I would like to add a few things to other excellent reviews that occurred to me as I read this book. Obviously, Prof. Price does not suffer fools gladly; just as obviously, he wishes to make sure that innocent, gullible people are not taken advantage of by the snake-oil salesmen he exposes in his total body of work, including face-to-face debates. That being said, I think that some might be put off by this passion and the occasional over-the-top acidity that spills from Price's pen (or keyboard, as the case may be). Price is clearly passionate about Truth and, in this sense, he actually reminds me of the Apostle Paul in character. His emotional investment in the work he does is clear and you just have to love someone who cares that much.
I have to say I almost fell out of my chair at the end of Chapter Six, facetiously entitled: "A Butt Load of Evidence". Now there's a double (even triple) entendre if ever there was one! You have to read it to really appreciate it! The upshot of it all is (no double entendre or pun intended by me!) is Price's remarks about the very odd combination of homophobia and homoerotica prevalent among fundamentalist Christians. He writes:
"Here is a devotional style that demands its adherents cultivate feelings of emotional adoration and tender cherishing for a fellow male figure. It makes a kind of symbolic sense for nuns to imagine themselves as being engaged to Christ - but for men? How absolutely fascinating that the muscular Christianity of the Promise Keepers and of fundamentalist men everywhere creates and shapes romantic feelings in men for a man. It might even help account for fundamentalist homophobia as a reaction formation against the implicit homoeroticism to which their 'personal relationship with Christ' commits them."
In a footnote, Price cites Philip M. Helfaer's "The Psychology of Religious Doubt": "Generally, homosexual feelings and fantasies, and feminine submissive longings, can be channeled into the relationship with God. Various forms of 'witnessing' and evangelizing .. are also common channels for homosexual libido.
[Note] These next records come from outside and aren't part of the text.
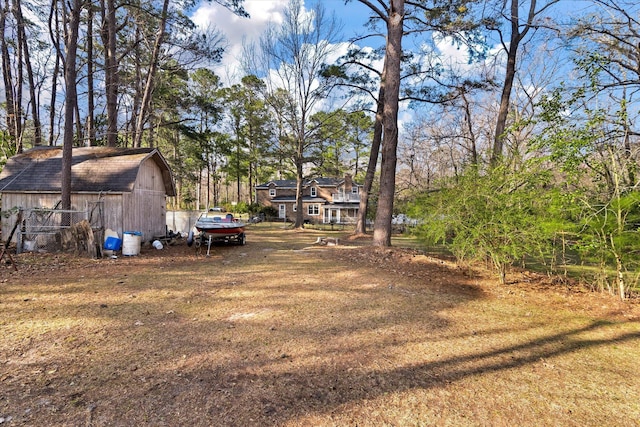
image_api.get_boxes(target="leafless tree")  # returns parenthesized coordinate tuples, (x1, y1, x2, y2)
(245, 0, 342, 228)
(487, 0, 559, 167)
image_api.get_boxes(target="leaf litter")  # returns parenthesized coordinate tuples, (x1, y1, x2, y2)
(1, 225, 639, 426)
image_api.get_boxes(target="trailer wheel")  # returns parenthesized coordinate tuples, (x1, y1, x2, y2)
(238, 233, 246, 245)
(187, 230, 194, 247)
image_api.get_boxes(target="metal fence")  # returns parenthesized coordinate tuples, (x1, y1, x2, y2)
(16, 202, 104, 254)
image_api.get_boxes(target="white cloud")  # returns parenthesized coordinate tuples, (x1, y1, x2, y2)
(434, 36, 471, 68)
(190, 0, 289, 82)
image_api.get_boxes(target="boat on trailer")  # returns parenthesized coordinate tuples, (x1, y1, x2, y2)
(188, 211, 246, 255)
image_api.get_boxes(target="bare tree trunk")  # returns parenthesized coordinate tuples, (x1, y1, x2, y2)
(209, 159, 215, 208)
(129, 26, 143, 147)
(294, 159, 304, 228)
(373, 0, 404, 247)
(196, 168, 201, 210)
(355, 83, 384, 235)
(490, 0, 554, 167)
(14, 0, 41, 146)
(61, 0, 82, 212)
(13, 0, 23, 152)
(48, 0, 61, 146)
(619, 90, 637, 186)
(85, 3, 95, 146)
(101, 0, 117, 147)
(0, 0, 18, 151)
(133, 0, 170, 148)
(236, 143, 241, 204)
(74, 94, 83, 141)
(491, 53, 516, 165)
(461, 91, 478, 165)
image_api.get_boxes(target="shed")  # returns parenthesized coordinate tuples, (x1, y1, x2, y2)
(0, 146, 175, 245)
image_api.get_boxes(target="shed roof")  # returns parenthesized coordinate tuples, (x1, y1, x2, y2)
(0, 146, 176, 196)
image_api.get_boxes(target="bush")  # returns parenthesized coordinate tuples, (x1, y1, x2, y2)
(247, 203, 278, 220)
(409, 165, 559, 284)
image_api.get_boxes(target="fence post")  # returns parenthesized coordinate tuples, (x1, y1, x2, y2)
(16, 208, 24, 254)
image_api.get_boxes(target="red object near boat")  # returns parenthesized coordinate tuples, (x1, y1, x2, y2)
(192, 211, 247, 250)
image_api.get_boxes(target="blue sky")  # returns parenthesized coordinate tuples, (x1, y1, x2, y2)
(190, 0, 384, 83)
(183, 0, 640, 160)
(188, 0, 487, 128)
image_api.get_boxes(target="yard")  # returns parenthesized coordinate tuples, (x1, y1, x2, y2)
(1, 223, 639, 426)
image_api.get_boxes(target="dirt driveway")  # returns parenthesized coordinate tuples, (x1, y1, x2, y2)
(1, 224, 639, 426)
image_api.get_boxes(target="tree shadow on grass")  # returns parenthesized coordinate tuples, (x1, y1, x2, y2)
(176, 319, 640, 426)
(3, 231, 639, 426)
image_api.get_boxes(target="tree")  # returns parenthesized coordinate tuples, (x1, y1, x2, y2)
(100, 0, 118, 147)
(323, 47, 386, 236)
(357, 0, 405, 247)
(219, 76, 274, 204)
(132, 0, 170, 148)
(14, 0, 42, 147)
(569, 0, 640, 187)
(84, 1, 95, 146)
(345, 111, 373, 178)
(309, 109, 372, 178)
(240, 75, 275, 198)
(1, 0, 18, 151)
(308, 110, 347, 177)
(221, 83, 250, 204)
(245, 0, 342, 228)
(485, 0, 559, 166)
(61, 0, 84, 212)
(533, 83, 640, 300)
(48, 0, 62, 146)
(352, 0, 482, 244)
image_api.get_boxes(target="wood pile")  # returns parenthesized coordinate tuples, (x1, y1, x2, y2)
(57, 220, 99, 258)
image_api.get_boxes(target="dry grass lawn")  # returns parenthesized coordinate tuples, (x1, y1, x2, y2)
(1, 223, 639, 426)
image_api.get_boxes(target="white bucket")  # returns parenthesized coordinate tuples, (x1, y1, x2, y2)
(152, 240, 163, 250)
(122, 231, 142, 256)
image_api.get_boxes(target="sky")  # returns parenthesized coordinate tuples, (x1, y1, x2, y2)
(190, 0, 378, 83)
(188, 0, 475, 127)
(188, 0, 638, 131)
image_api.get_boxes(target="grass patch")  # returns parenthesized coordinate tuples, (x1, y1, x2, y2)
(1, 224, 639, 425)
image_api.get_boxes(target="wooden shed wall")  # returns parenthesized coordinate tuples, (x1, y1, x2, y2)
(0, 193, 124, 243)
(122, 191, 166, 241)
(121, 158, 167, 241)
(1, 158, 168, 243)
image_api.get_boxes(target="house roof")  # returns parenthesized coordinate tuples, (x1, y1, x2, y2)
(255, 176, 361, 188)
(0, 146, 176, 196)
(271, 196, 327, 203)
(255, 179, 297, 189)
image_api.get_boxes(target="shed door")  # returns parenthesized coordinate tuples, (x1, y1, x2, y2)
(279, 204, 286, 219)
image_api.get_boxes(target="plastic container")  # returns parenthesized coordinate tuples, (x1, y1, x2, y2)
(152, 240, 163, 250)
(104, 236, 122, 251)
(122, 231, 142, 256)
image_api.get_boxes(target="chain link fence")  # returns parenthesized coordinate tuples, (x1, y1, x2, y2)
(16, 201, 104, 254)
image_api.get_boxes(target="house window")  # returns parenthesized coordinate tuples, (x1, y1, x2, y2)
(269, 188, 276, 197)
(351, 186, 358, 194)
(308, 204, 319, 215)
(311, 187, 317, 197)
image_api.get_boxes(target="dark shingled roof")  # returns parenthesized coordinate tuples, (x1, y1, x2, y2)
(0, 146, 176, 196)
(271, 196, 327, 203)
(255, 177, 361, 188)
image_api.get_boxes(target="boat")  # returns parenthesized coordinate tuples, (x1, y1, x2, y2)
(188, 211, 246, 255)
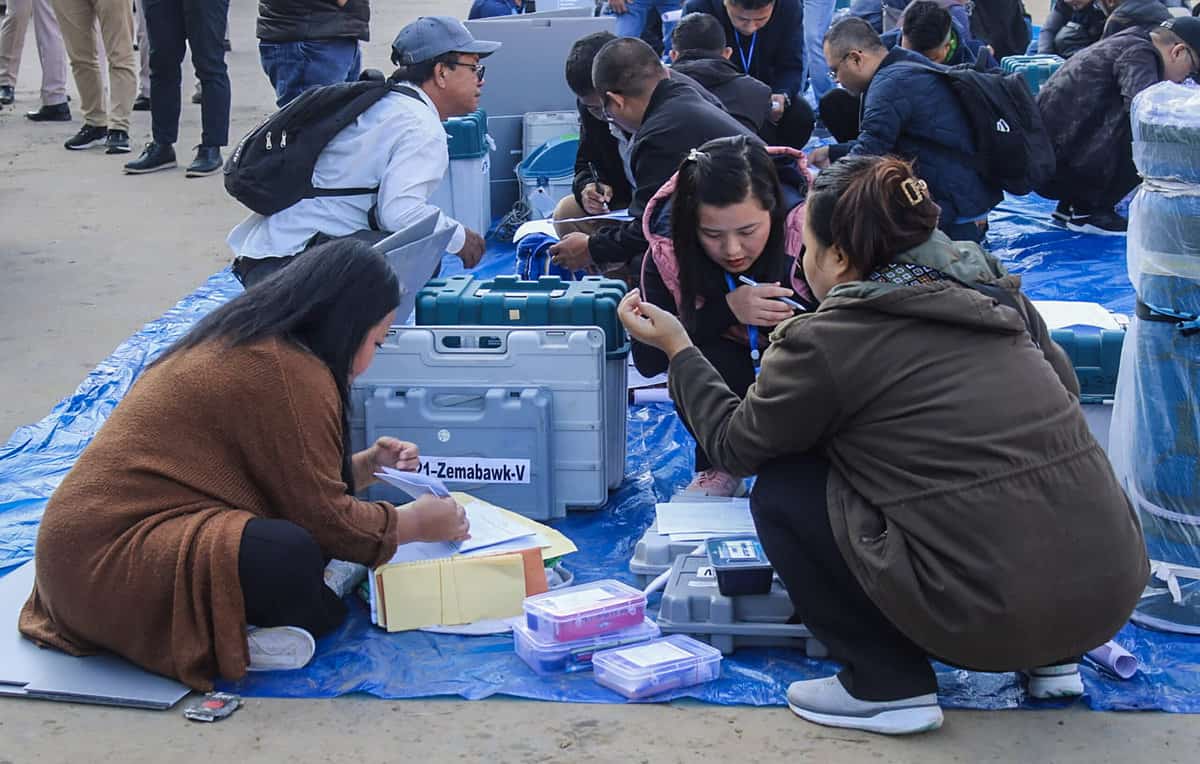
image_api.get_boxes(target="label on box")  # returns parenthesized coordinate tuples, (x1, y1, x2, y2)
(719, 540, 759, 561)
(537, 588, 620, 615)
(619, 641, 693, 668)
(416, 457, 531, 484)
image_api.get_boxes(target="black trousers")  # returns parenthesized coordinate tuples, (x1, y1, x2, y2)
(238, 518, 347, 636)
(760, 98, 817, 152)
(145, 0, 230, 146)
(681, 337, 757, 472)
(750, 452, 939, 701)
(1056, 159, 1143, 214)
(818, 89, 861, 144)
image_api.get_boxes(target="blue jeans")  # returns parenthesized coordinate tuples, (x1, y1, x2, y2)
(611, 0, 681, 57)
(805, 0, 837, 103)
(259, 38, 362, 108)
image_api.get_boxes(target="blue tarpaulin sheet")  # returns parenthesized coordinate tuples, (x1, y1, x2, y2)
(3, 194, 1197, 711)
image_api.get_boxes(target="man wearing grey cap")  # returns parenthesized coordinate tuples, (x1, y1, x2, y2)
(228, 16, 500, 288)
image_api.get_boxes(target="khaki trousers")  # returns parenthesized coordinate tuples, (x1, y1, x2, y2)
(0, 0, 69, 105)
(50, 0, 134, 130)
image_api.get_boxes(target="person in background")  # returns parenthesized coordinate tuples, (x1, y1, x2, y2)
(805, 0, 837, 106)
(619, 153, 1147, 736)
(608, 0, 683, 57)
(52, 0, 135, 154)
(1102, 0, 1172, 37)
(123, 0, 231, 177)
(810, 17, 1001, 243)
(635, 137, 808, 496)
(555, 31, 635, 240)
(1037, 18, 1200, 234)
(547, 37, 757, 278)
(256, 0, 370, 109)
(132, 0, 149, 110)
(669, 12, 790, 139)
(682, 0, 814, 150)
(19, 241, 471, 690)
(968, 0, 1031, 60)
(0, 0, 71, 120)
(1038, 0, 1108, 58)
(227, 16, 498, 288)
(882, 0, 999, 68)
(468, 0, 529, 19)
The man's intense love for Jesus may be a homosexual, narcissistic object choice, sometimes overriding any other object choice in the individual's life."
As a former fundie myself, and formerly married to one (I escaped, he didn't), I think I can 'testify' to this observation as being pretty darn insightful.
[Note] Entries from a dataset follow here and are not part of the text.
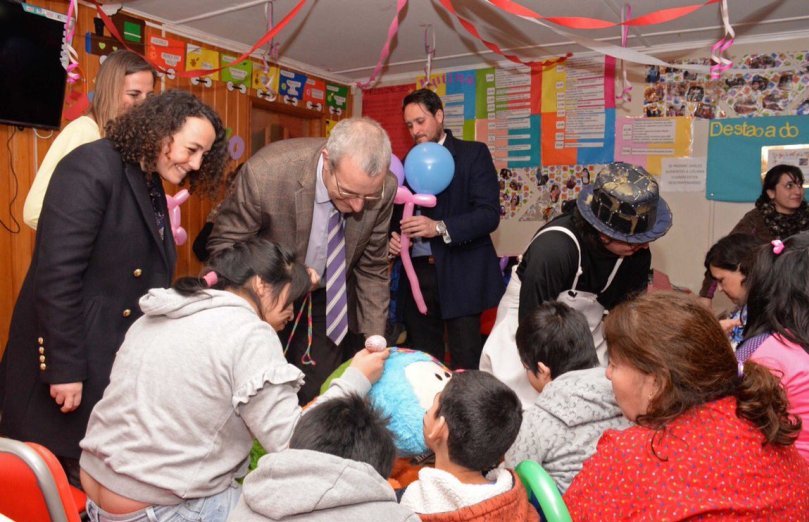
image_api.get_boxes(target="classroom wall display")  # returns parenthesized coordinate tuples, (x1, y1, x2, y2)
(279, 69, 307, 105)
(146, 35, 185, 73)
(220, 54, 252, 88)
(185, 43, 219, 81)
(614, 116, 693, 175)
(326, 83, 349, 116)
(644, 51, 809, 119)
(499, 164, 604, 222)
(706, 115, 809, 201)
(416, 70, 477, 140)
(540, 57, 616, 166)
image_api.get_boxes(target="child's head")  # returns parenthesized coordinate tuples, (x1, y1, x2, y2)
(744, 231, 809, 349)
(703, 233, 762, 306)
(424, 371, 522, 473)
(289, 393, 396, 478)
(515, 301, 598, 392)
(174, 237, 309, 331)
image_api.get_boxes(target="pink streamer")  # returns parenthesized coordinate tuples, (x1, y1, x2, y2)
(394, 186, 437, 315)
(63, 0, 80, 83)
(709, 0, 735, 79)
(616, 4, 632, 102)
(356, 0, 408, 90)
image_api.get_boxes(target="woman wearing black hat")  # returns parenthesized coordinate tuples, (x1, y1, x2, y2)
(480, 163, 672, 406)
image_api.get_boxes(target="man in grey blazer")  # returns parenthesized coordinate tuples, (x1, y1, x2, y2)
(208, 117, 395, 403)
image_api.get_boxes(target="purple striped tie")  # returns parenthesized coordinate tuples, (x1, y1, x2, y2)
(326, 208, 348, 345)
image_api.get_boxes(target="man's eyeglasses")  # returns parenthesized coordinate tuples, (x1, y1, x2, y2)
(329, 161, 385, 201)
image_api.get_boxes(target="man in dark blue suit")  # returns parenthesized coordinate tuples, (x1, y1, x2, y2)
(390, 88, 504, 369)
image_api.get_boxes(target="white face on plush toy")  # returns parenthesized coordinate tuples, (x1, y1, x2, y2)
(405, 361, 452, 409)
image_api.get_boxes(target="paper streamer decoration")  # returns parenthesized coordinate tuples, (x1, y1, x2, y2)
(62, 0, 80, 83)
(485, 0, 801, 76)
(440, 0, 570, 71)
(91, 0, 306, 79)
(709, 0, 735, 79)
(356, 0, 408, 89)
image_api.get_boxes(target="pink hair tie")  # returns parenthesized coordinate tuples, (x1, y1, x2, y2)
(771, 239, 785, 255)
(202, 271, 219, 288)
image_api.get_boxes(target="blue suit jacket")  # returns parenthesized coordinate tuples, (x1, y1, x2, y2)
(397, 130, 504, 319)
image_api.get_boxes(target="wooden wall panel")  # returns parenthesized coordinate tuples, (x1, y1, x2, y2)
(0, 2, 351, 352)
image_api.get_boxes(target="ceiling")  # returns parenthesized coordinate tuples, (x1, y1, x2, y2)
(118, 0, 809, 85)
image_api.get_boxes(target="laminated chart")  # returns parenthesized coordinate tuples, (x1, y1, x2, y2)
(475, 67, 540, 169)
(614, 117, 693, 175)
(541, 57, 616, 165)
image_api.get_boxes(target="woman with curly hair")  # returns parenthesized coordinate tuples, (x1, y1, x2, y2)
(0, 89, 228, 488)
(564, 292, 809, 521)
(24, 49, 157, 230)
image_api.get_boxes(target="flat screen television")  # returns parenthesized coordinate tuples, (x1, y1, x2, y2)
(0, 1, 68, 130)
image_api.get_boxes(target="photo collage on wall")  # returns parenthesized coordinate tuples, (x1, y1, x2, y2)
(499, 164, 606, 222)
(643, 51, 809, 119)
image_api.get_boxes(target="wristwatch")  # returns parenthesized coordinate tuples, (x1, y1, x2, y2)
(435, 220, 451, 244)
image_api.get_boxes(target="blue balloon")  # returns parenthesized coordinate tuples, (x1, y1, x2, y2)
(404, 142, 455, 195)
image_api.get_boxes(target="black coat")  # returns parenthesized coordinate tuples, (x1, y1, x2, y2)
(394, 130, 505, 319)
(0, 139, 175, 459)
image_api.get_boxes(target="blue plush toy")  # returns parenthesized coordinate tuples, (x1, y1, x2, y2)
(369, 348, 452, 456)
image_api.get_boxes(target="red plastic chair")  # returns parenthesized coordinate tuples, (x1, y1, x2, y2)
(0, 437, 86, 522)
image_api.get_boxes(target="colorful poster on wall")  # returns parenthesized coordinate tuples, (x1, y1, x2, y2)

In respect of Price's "take no prisoners" approach, I understand it, truly, but I wonder if it would not be more useful to consider the work of Canadian clinical psychologist, Bob Altemeyer such as "Amazing Conversions" and "The Authoritarians" when trying to deal with fundies? They are not only victims of their programming, they don't have the physiological brain resources to extricate themselves from the trap. It's like the Dunning-Kruger Effect writ very, very large: "If you’re incompetent, you can’t know you’re incompetent. […] the skills you need to produce a right answer are exactly the skills you need to recognize what a right answer is." David Dunning This pretty much supports Altemeyer's conclusions in "Amazing Conversions", which suggest that the true believers who cling to their belief no matter what, are lacking in both intellectual capacity and life-skill mastery - which may be related. Thus, taking that perspective, one understands what is "wrong" with such people, but of course, that doesn't help anyone when such people rise to positions of prominence and are able to psychologically mutilate others by means of their pathological persistence in error.
In conclusion, I can echo Prof. Price's conclusion: "I once believed and used the arguments I attack root and branch in this book. I most certainly did not mount an attack from without. No, I was a soldier on the front lines who was horrified to discover I was only firing blanks. And these blanks proved ironically fatal once they backfired. That was the end of my faith."
The end of Price's faith was the beginning of a great work for the rest of us. I, for one, am grateful.